Im Betrieb von Heike Pascheit betreut Ausbildungsmentor Marcel (Mitte) den derzeit einzigen Azubi Marlon. „Es ist mir eine Herzensangelegenheit, unsere Jugend und Nachfolger mit guten Impulsen in die Zukunft zu entlassen“, sagt die Geschäftsführerin der Pascheit EMG GmBH in Hannover. / Foto: Christian Wilhelm Link

Schulpraktika hervorheben

„Schulpraktika müssen wieder in vollem Umfang möglich sein“, fordert der LHN-Chef. Zudem müsse der Wert des Praktikums in seiner Bedeutung für die Berufswahlentscheidung deutlicher hervorgehoben werden. Die jüngste Umfrage habe gezeigt: 95 Prozent der befragten Betriebe schätzen Schülerpraktika zum persönlichen und praktischen Erleben einer Handwerksausbildung als wichtig ein, 70 Prozent sogar als „besonders relevant“.  „Handwerk muss erlebt werden“, betont Steinmann. 

Sprachförderung stärken

Bei vielen Auszubildenden fehlen laut den Handwerkskammern wichtige sprachlogische Kompetenzen. „Das gilt durchaus auch für Muttersprachler. Hier müssen wir mehr tun“, sagt Steinmann. „Insbesondere die berufsspezifische Sprache wird nicht so einfach bei der Ausbildung mitvermittelt“, weiß LHN-Bildungsreferent Tobias Röder. Die Sprachförderung müsse deswegen bereits vor der Ausbildung stattfinden. Vorbild für Niedersachsen könne hier Bayern sein wo es schon entsprechende Angebote gibt.

Azubi-Ticket einführen

Für Studierende gehört das Semesterticket wie selbstverständlich zum Studium dazu.
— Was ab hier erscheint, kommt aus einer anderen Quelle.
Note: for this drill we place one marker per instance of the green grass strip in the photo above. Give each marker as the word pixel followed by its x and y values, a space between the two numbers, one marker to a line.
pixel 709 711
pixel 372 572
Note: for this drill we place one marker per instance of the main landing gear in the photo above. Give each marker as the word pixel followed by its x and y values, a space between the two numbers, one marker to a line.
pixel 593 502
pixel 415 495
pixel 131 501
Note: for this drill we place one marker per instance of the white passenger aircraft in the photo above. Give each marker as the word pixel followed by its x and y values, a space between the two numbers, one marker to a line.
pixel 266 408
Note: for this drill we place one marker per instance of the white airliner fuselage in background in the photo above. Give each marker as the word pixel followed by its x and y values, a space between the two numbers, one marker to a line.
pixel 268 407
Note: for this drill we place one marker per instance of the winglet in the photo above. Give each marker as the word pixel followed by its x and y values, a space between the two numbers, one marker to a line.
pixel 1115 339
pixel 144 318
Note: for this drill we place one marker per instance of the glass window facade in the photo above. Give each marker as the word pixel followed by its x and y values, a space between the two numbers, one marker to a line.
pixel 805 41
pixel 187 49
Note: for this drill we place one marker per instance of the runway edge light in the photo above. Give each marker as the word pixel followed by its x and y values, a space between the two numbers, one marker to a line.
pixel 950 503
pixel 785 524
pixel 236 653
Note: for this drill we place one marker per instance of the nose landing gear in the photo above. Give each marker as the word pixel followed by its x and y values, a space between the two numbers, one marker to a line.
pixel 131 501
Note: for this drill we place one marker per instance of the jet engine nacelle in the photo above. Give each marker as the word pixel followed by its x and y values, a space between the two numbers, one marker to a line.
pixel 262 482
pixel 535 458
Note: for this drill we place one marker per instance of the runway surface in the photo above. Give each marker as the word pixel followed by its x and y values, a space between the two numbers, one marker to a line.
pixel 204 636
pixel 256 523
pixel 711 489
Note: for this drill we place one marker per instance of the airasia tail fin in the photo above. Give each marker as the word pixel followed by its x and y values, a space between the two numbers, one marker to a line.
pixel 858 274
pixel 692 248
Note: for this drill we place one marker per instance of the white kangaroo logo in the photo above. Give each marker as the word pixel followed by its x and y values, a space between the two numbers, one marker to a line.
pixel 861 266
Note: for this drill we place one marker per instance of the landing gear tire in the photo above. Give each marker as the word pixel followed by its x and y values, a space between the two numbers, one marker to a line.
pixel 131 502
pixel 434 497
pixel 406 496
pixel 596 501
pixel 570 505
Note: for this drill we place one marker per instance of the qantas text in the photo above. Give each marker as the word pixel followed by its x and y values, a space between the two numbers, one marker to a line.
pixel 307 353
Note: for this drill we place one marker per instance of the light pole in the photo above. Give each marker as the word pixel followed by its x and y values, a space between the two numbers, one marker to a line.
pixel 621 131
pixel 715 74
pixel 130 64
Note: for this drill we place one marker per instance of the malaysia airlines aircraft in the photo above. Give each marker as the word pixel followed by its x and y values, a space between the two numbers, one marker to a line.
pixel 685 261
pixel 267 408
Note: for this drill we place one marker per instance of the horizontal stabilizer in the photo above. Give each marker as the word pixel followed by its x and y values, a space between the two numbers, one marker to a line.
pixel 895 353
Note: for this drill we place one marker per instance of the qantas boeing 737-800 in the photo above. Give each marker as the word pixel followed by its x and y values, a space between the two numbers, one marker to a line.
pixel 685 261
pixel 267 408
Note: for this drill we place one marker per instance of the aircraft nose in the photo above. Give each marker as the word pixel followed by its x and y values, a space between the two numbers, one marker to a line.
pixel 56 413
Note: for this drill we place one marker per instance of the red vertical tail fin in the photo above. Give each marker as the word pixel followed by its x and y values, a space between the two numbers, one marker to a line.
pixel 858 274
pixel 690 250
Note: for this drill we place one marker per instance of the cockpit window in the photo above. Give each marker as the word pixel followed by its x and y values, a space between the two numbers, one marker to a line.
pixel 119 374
Auszubildende schauen bislang jedoch in die Röhre. Die LHN fordert deswegen die Einführung eines landkreisübergreifenden Azubi-Tickets, um die Ausbildung attraktiver zu machen. Aus Sicht der Handwerkskammern reicht es nicht aus, wenn einzelne Verkehrsverbünde entsprechende Angebote machen. „Nur wenn ein Azubi-Ticket vom Wohnort zum Ausbildungsbetrieb, zur Berufsschule und zur überbetrieblichen Berufsstätte nutzbar ist, ist es ein echter Mehrwert“, sagt Steinmann.

Berufsschulen besser ausstatten

Bei der Ausbildungsförderung muss das Land mehr Geld in die Hand nehmen, fordert die LHN. Berufsschulen und überbetrieblichen Bildungsstätten müssten besser finanziert werden. „Das Kultusministerium hat an dieser Stelle erste Schritte unternommen, weiß aber auch, dass dieses erst ein Anfang sein kann“, sagt Steinmann.